このような研究開発においては、技術力はあるが資金力の乏しいA氏がB社及びC社と同じ発言力を持つことは、株式会社方式では困難でしたが、LLPでは議決権を同じにすることが可能となるのです。
またLLPでは、損益分配率をあらかじめ全員で決めることができます。さらに途中でその率を変更することも可能なので、とても柔軟な対応が可能というメリットもあります。
この場合、A氏は少ない出資で、自分の技術を生かしかつ分配を受けることが可能になります。またB社及びC社もA氏の技術力を活かしつつ自ら資産を有効に活用し、利益分配を受けることが可能になります。
4.さいごに
今年5月に施行される会社法では合同会社(日本版LLC)が新設されました。LLCは、LLPと同様に有限責任、議決権及び損益分配が自由という特徴があります。

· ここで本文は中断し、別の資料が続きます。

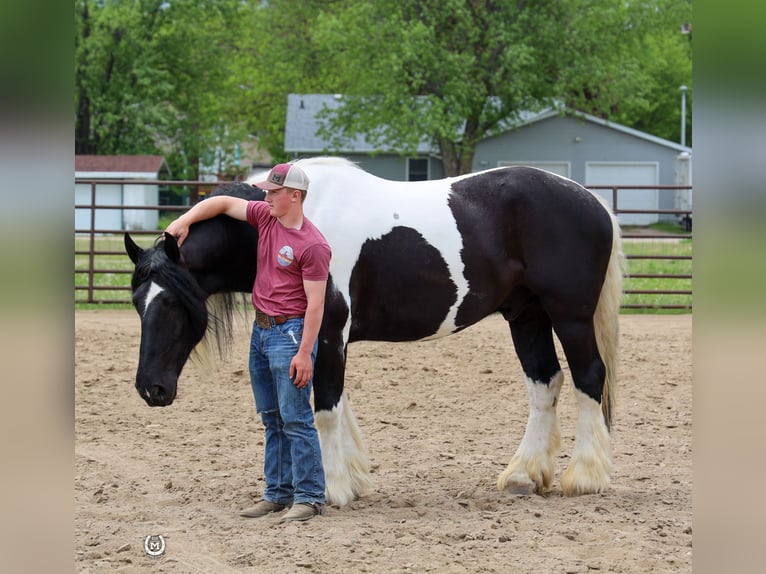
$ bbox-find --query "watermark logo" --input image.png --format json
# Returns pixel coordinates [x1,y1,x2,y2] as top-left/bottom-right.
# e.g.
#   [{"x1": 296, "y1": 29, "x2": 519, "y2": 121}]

しかし、LLCはあくまで法人格を持った会社組織であるため、利益はLLCに直接課税され、また共同事業要件も無いため出資のみでも構いません。さらに会社組織ですから将来、株式会社に組織変更して株式公開を目指すことも可能です。
このようなLLPとLLCの違いを理解したうえで、欧米のLLPの活用方法なども参考にして、LLPのメリットを活かす事業を検討してみてはいかがでしょうか。